The endometrial polarity paradox

Lead researcher

Dr Jemma Evans

Main finding

The lining of the uterus, the endometrium, undergoes changes to allow implantation of an embryo. In the current study we found the polarity of endometrium is altered. Think of polarity in terms of a magnet; the 'equal poles' of a magnet will repel each other. The same principle is thought to happen within the endometrium at the time of embryo implantation. If the epithelial cells within the endometrium are polarized they may repel the embryo. We found that molecules which control the polarity of the epithelial cells, to which the embryo must attach, are reduced around the optimal time for embryo implantation


Centre for Reproductive Health

Research group

Endometrial Remodelling


Ms Sarah Whitby, Prof Lois Salamonsen

Journal and article title

Most surprising

We anticipated that the polarity molecules may be reduced in the epithelial cells. However, we were surprised to observe that the same molecules were increased in another cell type within the endometrium, the stromal cells.

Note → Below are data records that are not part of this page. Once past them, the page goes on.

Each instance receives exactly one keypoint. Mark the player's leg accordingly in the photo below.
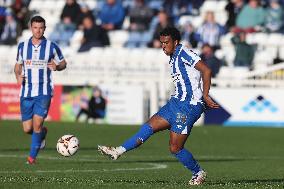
(26, 106)
(155, 124)
(39, 132)
(28, 126)
(177, 142)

These stromal cells within the endometrium are unique, as the menstrual cycle progresses they undergo and transformation process known as decidualization. This decidualization process is critical for pregnancy. As the stromal cells became decidualized they demonstrated an increase in these polarity molecules and this increase was controlled by the hormones estrogen and progesterone. Conversely in epithelial cells the same hormones decreased polarity molecules leading to the polarity paradox within this unique tissue; the same hormonal environment both increased and decreased polarity within different cell types.

Future implications

The polarity molecules within the endometrium may be manipulated to enhance reproductive success and combat recurrent pregnancy loss.